Records show that Sjoerd Douwes Bekius left the municipality Het Bildt in his native Friesland as a single 22-year-old in 1853, sailing aboard the 'William and Mary' from Liverpool, England. Two years after arriving in the U.S., he married Tiertje Berkompas, who had emigrated from Friesland with her parents in 1847. The young couple settled in Beaverdam, and went on to raise 11 children. At some point, the family name was 'Americanized' to Bekins, and it is this name that soon rose to prominence.
Business and pleasure
Three of Sjoerd and Tiertje's sons, Martin, John and Daniel, founded 'Bekins Van Lines' in Sioux City, Iowa in 1891. The Bekins boys were innovative and ambitious; their company grew and expanded, eventually specializing in the moving and storage of household goods, and becoming 'Bekins Moving and Storage'. Different offices and branches, many operated by family members, opened across the country, spreading the Bekins family throughout the U.S.

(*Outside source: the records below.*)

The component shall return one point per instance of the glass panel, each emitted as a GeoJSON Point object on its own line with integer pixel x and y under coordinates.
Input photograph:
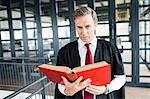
{"type": "Point", "coordinates": [122, 28]}
{"type": "Point", "coordinates": [32, 33]}
{"type": "Point", "coordinates": [3, 14]}
{"type": "Point", "coordinates": [17, 24]}
{"type": "Point", "coordinates": [102, 11]}
{"type": "Point", "coordinates": [144, 71]}
{"type": "Point", "coordinates": [47, 44]}
{"type": "Point", "coordinates": [128, 69]}
{"type": "Point", "coordinates": [63, 32]}
{"type": "Point", "coordinates": [122, 2]}
{"type": "Point", "coordinates": [16, 13]}
{"type": "Point", "coordinates": [18, 45]}
{"type": "Point", "coordinates": [144, 13]}
{"type": "Point", "coordinates": [4, 24]}
{"type": "Point", "coordinates": [32, 44]}
{"type": "Point", "coordinates": [144, 27]}
{"type": "Point", "coordinates": [126, 55]}
{"type": "Point", "coordinates": [102, 30]}
{"type": "Point", "coordinates": [30, 22]}
{"type": "Point", "coordinates": [62, 21]}
{"type": "Point", "coordinates": [18, 34]}
{"type": "Point", "coordinates": [63, 42]}
{"type": "Point", "coordinates": [122, 14]}
{"type": "Point", "coordinates": [6, 45]}
{"type": "Point", "coordinates": [47, 33]}
{"type": "Point", "coordinates": [46, 21]}
{"type": "Point", "coordinates": [5, 35]}
{"type": "Point", "coordinates": [144, 2]}
{"type": "Point", "coordinates": [30, 8]}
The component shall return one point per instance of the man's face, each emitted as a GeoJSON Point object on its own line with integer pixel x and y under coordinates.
{"type": "Point", "coordinates": [85, 27]}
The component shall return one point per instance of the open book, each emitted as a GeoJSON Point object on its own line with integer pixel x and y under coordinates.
{"type": "Point", "coordinates": [99, 73]}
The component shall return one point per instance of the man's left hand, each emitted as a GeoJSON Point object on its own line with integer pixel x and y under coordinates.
{"type": "Point", "coordinates": [96, 90]}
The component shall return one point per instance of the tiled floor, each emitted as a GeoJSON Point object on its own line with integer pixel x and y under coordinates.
{"type": "Point", "coordinates": [131, 93]}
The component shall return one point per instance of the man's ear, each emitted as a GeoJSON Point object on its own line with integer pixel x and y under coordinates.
{"type": "Point", "coordinates": [96, 24]}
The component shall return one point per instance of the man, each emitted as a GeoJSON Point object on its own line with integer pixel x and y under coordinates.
{"type": "Point", "coordinates": [74, 54]}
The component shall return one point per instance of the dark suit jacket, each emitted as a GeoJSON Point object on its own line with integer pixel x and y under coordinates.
{"type": "Point", "coordinates": [69, 56]}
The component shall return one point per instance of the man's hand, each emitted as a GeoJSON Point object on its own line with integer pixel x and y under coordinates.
{"type": "Point", "coordinates": [96, 90]}
{"type": "Point", "coordinates": [72, 88]}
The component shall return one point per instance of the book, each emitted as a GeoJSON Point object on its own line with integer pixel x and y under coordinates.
{"type": "Point", "coordinates": [99, 73]}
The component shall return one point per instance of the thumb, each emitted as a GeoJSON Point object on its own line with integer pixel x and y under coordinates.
{"type": "Point", "coordinates": [64, 80]}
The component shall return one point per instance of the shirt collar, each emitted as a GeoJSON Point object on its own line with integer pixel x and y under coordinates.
{"type": "Point", "coordinates": [93, 42]}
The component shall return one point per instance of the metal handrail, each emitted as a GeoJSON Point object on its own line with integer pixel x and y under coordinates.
{"type": "Point", "coordinates": [23, 88]}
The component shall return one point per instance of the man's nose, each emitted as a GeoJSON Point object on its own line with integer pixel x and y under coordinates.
{"type": "Point", "coordinates": [84, 31]}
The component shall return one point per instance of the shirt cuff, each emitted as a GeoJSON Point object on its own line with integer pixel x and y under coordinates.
{"type": "Point", "coordinates": [116, 83]}
{"type": "Point", "coordinates": [61, 89]}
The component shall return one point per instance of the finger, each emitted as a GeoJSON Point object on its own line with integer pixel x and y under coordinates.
{"type": "Point", "coordinates": [91, 91]}
{"type": "Point", "coordinates": [78, 80]}
{"type": "Point", "coordinates": [88, 80]}
{"type": "Point", "coordinates": [64, 80]}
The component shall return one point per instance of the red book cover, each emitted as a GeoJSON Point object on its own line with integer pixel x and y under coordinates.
{"type": "Point", "coordinates": [99, 73]}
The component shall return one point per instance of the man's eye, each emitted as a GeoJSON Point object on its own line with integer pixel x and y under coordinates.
{"type": "Point", "coordinates": [87, 27]}
{"type": "Point", "coordinates": [79, 27]}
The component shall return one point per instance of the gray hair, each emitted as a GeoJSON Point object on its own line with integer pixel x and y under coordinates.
{"type": "Point", "coordinates": [82, 11]}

To keep in touch with one another, the clan began to hold family meetings at which business concerns could be discussed, as well as family ties maintained. Out of these business meetings grew a tradition, and now, although the moving business has long been sold, the family gatherings are still held annually.

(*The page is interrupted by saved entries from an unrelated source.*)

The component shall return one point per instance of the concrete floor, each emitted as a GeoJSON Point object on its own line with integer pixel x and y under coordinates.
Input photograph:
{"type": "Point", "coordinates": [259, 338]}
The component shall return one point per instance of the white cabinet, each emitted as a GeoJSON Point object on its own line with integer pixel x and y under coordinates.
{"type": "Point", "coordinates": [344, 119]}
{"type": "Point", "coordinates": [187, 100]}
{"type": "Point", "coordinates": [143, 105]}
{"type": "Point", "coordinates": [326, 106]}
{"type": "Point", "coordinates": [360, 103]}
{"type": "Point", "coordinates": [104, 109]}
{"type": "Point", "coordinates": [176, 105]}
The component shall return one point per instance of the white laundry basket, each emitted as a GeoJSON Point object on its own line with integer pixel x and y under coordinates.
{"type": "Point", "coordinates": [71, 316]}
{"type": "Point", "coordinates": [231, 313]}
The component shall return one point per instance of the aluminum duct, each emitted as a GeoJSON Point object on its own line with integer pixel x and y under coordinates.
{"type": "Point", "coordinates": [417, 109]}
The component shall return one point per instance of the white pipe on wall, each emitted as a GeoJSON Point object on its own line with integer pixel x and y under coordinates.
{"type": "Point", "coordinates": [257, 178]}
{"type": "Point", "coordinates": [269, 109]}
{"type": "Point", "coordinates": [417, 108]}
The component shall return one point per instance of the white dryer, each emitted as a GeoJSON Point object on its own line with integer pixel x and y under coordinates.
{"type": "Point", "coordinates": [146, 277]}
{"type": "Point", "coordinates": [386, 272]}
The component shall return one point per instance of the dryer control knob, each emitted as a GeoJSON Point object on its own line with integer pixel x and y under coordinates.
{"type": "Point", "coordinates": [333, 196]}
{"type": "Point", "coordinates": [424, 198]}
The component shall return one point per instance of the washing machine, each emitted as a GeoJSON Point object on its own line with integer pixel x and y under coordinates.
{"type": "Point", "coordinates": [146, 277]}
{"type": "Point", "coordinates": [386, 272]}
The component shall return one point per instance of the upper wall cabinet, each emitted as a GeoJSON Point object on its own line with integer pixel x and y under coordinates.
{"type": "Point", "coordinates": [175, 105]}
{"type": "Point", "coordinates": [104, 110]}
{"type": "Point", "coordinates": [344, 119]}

In the last few years, the family meetings have been held in such places as Vale, Colorado; Monterey, California; Iowa, and even the Netherlands! This year's reunion was very special, however, taking place at the farm where the whole clan has its roots. Bekins and their relations from all across North America came to visit the homestead where it all started. The 700 attenders swapped stories, toured the recently remodelled house in which the Bekius family lived, and picked up an updated version of the family tree.